The parathyroid glands may reside anywhere from the hyoid to the mediastinum. The inferior parathyroid glands are more variable than the superior glands, but are usually located caudal to the inferior thyroid artery and RLN crossing. Almost 50% of inferior glands are located in and around the inferior thyroid pole, but 25% may reside closer to thymus remnants, and only 2% are in the mediastinum . The superior glands are more likely to be within the thyroid capsule than the inferior glands but are also generally more consistent in their location superior to the RLN entrance to the larynx. Glands may be behind the esophagus, within the carotid sheath, or even on the anterior surface of the thyroid, approximating the strap muscles. Re-exploration for persistent hypercalcemia without clear preoperative imaging/localization mandates that these “usual suspect” locations be investigated.


Other structures


The carotid sheath and esophagus may also be altered in appearance and location and may be more vulnerable to inadvertent injury. With this distortion, care must always be taken during the surgery to confirm that structures dissected are identified and preserved. Other articles in this issue contain detailed discussions of these anatomic issues.




Preoperative imaging


Multiple imaging modalities have been used for preoperative localization and anatomic inquiry of cervical endocrine disease. Some of these imaging studies are primarily anatomic (CT, MRI, ultrasonography) and others are functional (nuclear medicine studies), whereas still others are a hybrid of the two techniques. The circumstances and disease process being treated will influence imaging technique choices, as will prior experience with the imaging modality. Although some surgeons still adhere to the old adage, “the only localizing study needed is locating an experienced parathyroid surgeon,” in the circumstances of revision surgery, imaging plays a larger role.


Ultrasonography


Ultrasonography has been one of the workhorse imaging modalities for thyroid and parathyroid disease. Because ultrasonography does not involve ionizing radiation, is comfortable for the patient, and does not affect the glandular tissue itself as some studies may (ie, iodinated contrast for CT), it is well accepted and may be repeated without real, demonstrable risk. High-resolution ultrasonography equipment may identify parathyroid glands in typical or atypical locations, demonstrate changes in the central neck worrisome for thyroid cancer recurrence, and distinguish changes in echogenicity, calcifications, or lymph node necrosis that may direct surgical efforts .

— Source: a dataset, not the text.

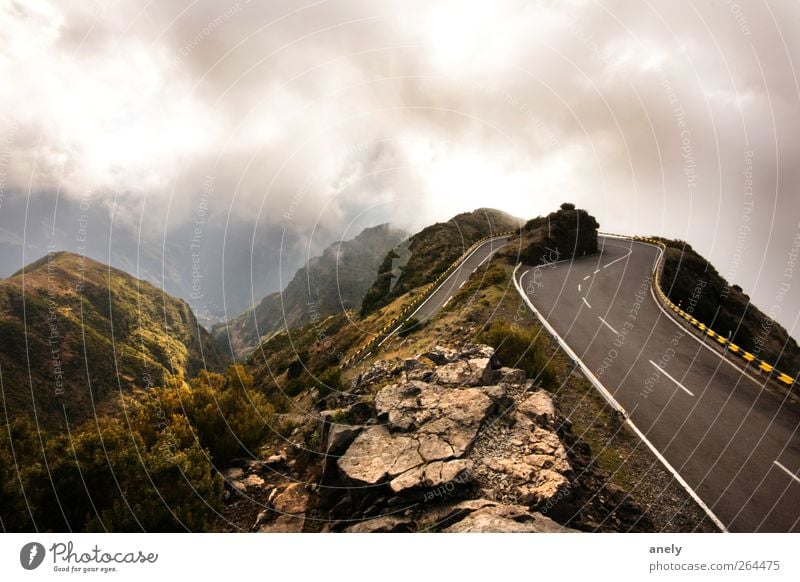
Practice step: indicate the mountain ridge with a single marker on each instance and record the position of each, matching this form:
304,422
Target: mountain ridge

Ultrasonography has been compared with functional testing (sestamibi scan) and has been found to have similar sensitivity for parathyroid adenoma . Ultrasonography sensitivity was reported at 70%, compared with 63% for sestamibi, with positive predictive values of 90.2% and 90.5%, and negative predictive values of 24.7% and 22.5%, respectively. Ultrasonography was able to identify parathyroid adenoma in those who had nonlocalizing or incorrectly localizing sestamibi scans. Additionally, ultrasonography provides information about concomitant thyroid pathology, described in 20% to 60% of bilateral neck explorations for parathyroid disease. In multigland disease, some studies have suggested that ultrasonography and sestamibi, even when combined, are poor localizing studies, unless combined with intraoperative parathyroid hormone (PTH) testing .


CT and MRI


CT and MRI may provide the surgeon with anatomic images with which they tend to be more familiar than ultrasonographic images. These imaging modalities have typically been secondary to ultrasonography and the functional studies discussed later. However, they may play a role in combination with other studies.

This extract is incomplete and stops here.